Alguém aí poderia objetar que talvez não houvesse esse tanto de “artistas da pegação” se seus truques não dessem certo, e eu não sei se dão, mas tenho certeza de que mesmo se forem um completo fiasco, não faz diferença. A marca da sociedade contemporânea é a incerteza e a insegurança, então qualquer sujeito um pouco mais esperto que apareça com uma receita pronta de como lidar com determinadas frustrações e desesperos tende a arrebanhar público, como tem-se visto nesse bando de coaches de tudo que parece ter brotado da grama nos últimos anos.

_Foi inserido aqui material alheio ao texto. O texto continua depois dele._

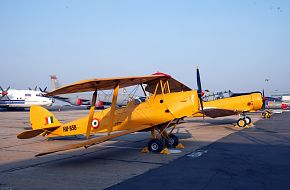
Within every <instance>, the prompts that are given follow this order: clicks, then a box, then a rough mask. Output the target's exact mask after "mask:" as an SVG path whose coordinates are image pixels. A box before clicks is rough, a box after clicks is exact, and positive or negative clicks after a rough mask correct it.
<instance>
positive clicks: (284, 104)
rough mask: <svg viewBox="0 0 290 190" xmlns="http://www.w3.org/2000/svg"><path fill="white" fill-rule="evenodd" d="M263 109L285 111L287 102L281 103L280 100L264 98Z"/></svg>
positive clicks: (269, 98)
mask: <svg viewBox="0 0 290 190" xmlns="http://www.w3.org/2000/svg"><path fill="white" fill-rule="evenodd" d="M264 100H265V108H266V109H283V110H286V109H288V108H289V105H288V104H287V101H285V100H284V101H283V99H280V98H273V97H265V98H264Z"/></svg>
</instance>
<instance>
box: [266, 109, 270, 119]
mask: <svg viewBox="0 0 290 190" xmlns="http://www.w3.org/2000/svg"><path fill="white" fill-rule="evenodd" d="M270 117H271V113H270V112H269V111H267V112H266V113H265V118H267V119H269V118H270Z"/></svg>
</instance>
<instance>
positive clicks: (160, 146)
mask: <svg viewBox="0 0 290 190" xmlns="http://www.w3.org/2000/svg"><path fill="white" fill-rule="evenodd" d="M163 149H164V144H163V142H162V141H161V140H159V139H151V140H150V141H149V142H148V150H149V151H150V152H161V151H162V150H163Z"/></svg>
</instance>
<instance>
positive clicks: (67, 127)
mask: <svg viewBox="0 0 290 190" xmlns="http://www.w3.org/2000/svg"><path fill="white" fill-rule="evenodd" d="M62 129H63V132H69V131H75V130H77V126H76V125H70V126H64V127H63V128H62Z"/></svg>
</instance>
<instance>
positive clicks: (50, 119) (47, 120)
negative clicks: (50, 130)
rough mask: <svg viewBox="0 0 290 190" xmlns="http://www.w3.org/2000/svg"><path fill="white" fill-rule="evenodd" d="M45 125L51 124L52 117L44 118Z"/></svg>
mask: <svg viewBox="0 0 290 190" xmlns="http://www.w3.org/2000/svg"><path fill="white" fill-rule="evenodd" d="M45 123H46V125H47V124H51V123H53V117H52V116H49V117H46V118H45Z"/></svg>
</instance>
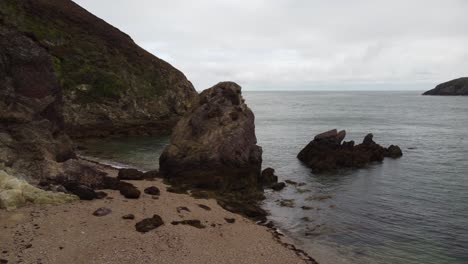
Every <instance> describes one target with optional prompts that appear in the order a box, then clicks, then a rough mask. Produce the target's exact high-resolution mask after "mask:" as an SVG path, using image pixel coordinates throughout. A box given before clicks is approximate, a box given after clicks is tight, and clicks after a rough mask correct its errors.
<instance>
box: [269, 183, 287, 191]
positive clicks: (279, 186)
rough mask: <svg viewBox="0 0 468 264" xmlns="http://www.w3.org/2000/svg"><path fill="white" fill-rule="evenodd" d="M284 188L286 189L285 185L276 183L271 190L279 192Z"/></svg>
mask: <svg viewBox="0 0 468 264" xmlns="http://www.w3.org/2000/svg"><path fill="white" fill-rule="evenodd" d="M284 187H286V183H284V182H277V183H275V184H273V185H272V186H271V189H273V190H274V191H281V190H282V189H284Z"/></svg>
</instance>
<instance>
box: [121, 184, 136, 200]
mask: <svg viewBox="0 0 468 264" xmlns="http://www.w3.org/2000/svg"><path fill="white" fill-rule="evenodd" d="M119 191H120V194H122V195H123V196H124V197H125V198H127V199H138V198H140V195H141V192H140V191H139V190H138V189H137V188H136V187H135V186H133V185H122V186H121V187H120V188H119Z"/></svg>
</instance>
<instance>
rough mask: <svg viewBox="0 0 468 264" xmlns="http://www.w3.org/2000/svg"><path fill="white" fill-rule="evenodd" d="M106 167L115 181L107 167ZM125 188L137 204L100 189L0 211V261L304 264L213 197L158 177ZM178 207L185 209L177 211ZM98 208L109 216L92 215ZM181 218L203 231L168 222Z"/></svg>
mask: <svg viewBox="0 0 468 264" xmlns="http://www.w3.org/2000/svg"><path fill="white" fill-rule="evenodd" d="M106 170H107V172H108V173H109V174H110V175H114V176H115V174H116V171H115V170H113V169H109V168H106ZM131 183H133V184H134V185H135V186H137V187H138V188H139V189H140V190H141V191H142V195H141V197H140V198H139V199H136V200H131V199H126V198H125V197H123V196H121V195H120V194H119V193H118V191H111V190H105V192H106V193H107V194H108V198H104V199H101V200H93V201H78V202H74V203H71V204H65V205H59V206H28V207H24V208H21V209H18V210H16V211H13V212H7V211H3V210H2V211H0V230H1V231H0V259H3V260H7V261H8V263H28V264H29V263H44V264H45V263H83V264H84V263H86V264H89V263H99V264H103V263H171V264H172V263H249V264H250V263H269V264H272V263H281V264H283V263H307V261H306V260H304V258H303V257H301V256H299V255H300V254H299V255H298V252H296V251H294V250H291V249H289V248H287V247H285V246H284V245H283V244H282V243H281V242H279V241H278V236H277V235H275V234H274V233H273V232H272V231H271V230H270V229H268V228H266V227H264V226H260V225H257V224H255V223H254V222H252V221H251V220H249V219H246V218H244V217H241V216H239V215H237V214H233V213H230V212H228V211H226V210H224V209H223V208H221V207H220V206H219V205H218V204H217V203H216V201H215V200H213V199H195V198H193V197H190V196H189V195H185V194H174V193H169V192H166V187H167V185H165V184H163V183H162V180H160V179H157V180H155V181H131ZM150 186H156V187H158V188H159V189H160V190H161V195H160V196H159V197H158V198H157V199H155V198H156V197H152V196H151V195H147V194H144V193H143V189H144V188H146V187H150ZM200 204H202V205H205V206H208V207H209V210H207V209H208V208H202V207H200V206H199V205H200ZM180 206H184V207H187V208H188V209H189V210H190V212H188V211H185V210H182V211H180V212H177V207H180ZM100 207H107V208H109V209H111V210H112V212H111V213H110V214H108V215H106V216H102V217H97V216H93V212H94V211H95V210H96V209H98V208H100ZM126 214H134V215H135V219H134V220H125V219H122V216H124V215H126ZM154 214H157V215H160V216H161V218H162V219H163V221H164V225H162V226H160V227H159V228H157V229H154V230H152V231H150V232H147V233H139V232H137V231H136V229H135V223H137V222H138V221H140V220H142V219H144V218H148V217H152V216H153V215H154ZM225 218H234V219H235V222H234V223H228V222H227V221H226V219H225ZM189 219H198V220H200V221H201V223H202V224H203V225H204V226H206V227H205V228H201V229H199V228H196V227H193V226H190V225H172V224H171V222H172V221H180V220H189ZM2 263H3V262H2Z"/></svg>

O que esses sujeitos mostram, também é que são um problema de difícil solução. Alguém que acha que sabe tudo sempre vai aparecer para argumentar que não se deve dar palco para esse tipo de otário, e eu não acho que a estratégia deva ser tão peremptória. Mesmo ignorada pela ampla maioria, a cultura dos “artistas da pegação” já tem mais de duas décadas em atividade e não dá sinais de arrefecimento (quando até a moda “metrossexual” a que estava associada no início passou a essa altura). Deixados na sombra, claramente eles se proliferaram por seus próprios meios. A explosão de notícias recentes sobre a turba pode ajudar a arrebanhar novos adeptos? Pode. Ao mesmo tempo, talvez outra das estratégias recomendadas seja justamente o embate que ponha a nu o que está de fato em jogo nesse tipo de pensamento de dominação tosca à moda antiga. Pode dar palco? Pode. Atrair mais gente? Sim. Ao mesmo tempo, num país em que uma parcela da população parece estar disposta até mesmo a normalizar e relativizar qualquer coisa, da execução sem julgamento ao trabalho escravo, já passamos do ponto em que um tuíter ou um texto como este para meus sete leitores vão “disseminar o horror”.
Porque lidar com esse tipo de pensamento obscuro é o verdadeiro e mais difícil jogo – na casa do adversário, e sem estratégia garantida.
NEM TE CONTO Nº 5
Considerando o tema de hoje, resolvi trazer um conto que aborda sedução e farsa por uma perspectiva satírica extremamente masculina. E que também é uma obra de um mestre nacional do conto.
“CADERNINHO DE NOMES”, de Rubem Fonseca
Da coletânea Pequenas Criaturas (Edição original pela Companhia das Letras, em 2002. Relançamento pela Nova Fronteira em 2011)
O narrador sem nome em primeira pessoa é um sedutor compulsivo que, após se separar da esposa, passa a registrar em um caderno os nomes e as peculiaridades das mulheres com quem já foi para a cama. E esse é o tipo do hábito calhorda que pode gerar confusões ao menor descuido, como o narrador pode ou não vir a descobrir ao longo da história.
Conhecido por suas narrativas que anteciparam a degradação brutal da violenta sociedade brasileira, Fonseca exercita nesta história uma vertente pouco considerada em seu trabalho: o humor cafajeste, que, no caso desta história, tem como pano de fundo uma conclusão niilista e algo melancólica, mas nem por isso isenta de alguma verdade: de modo geral, homem não presta.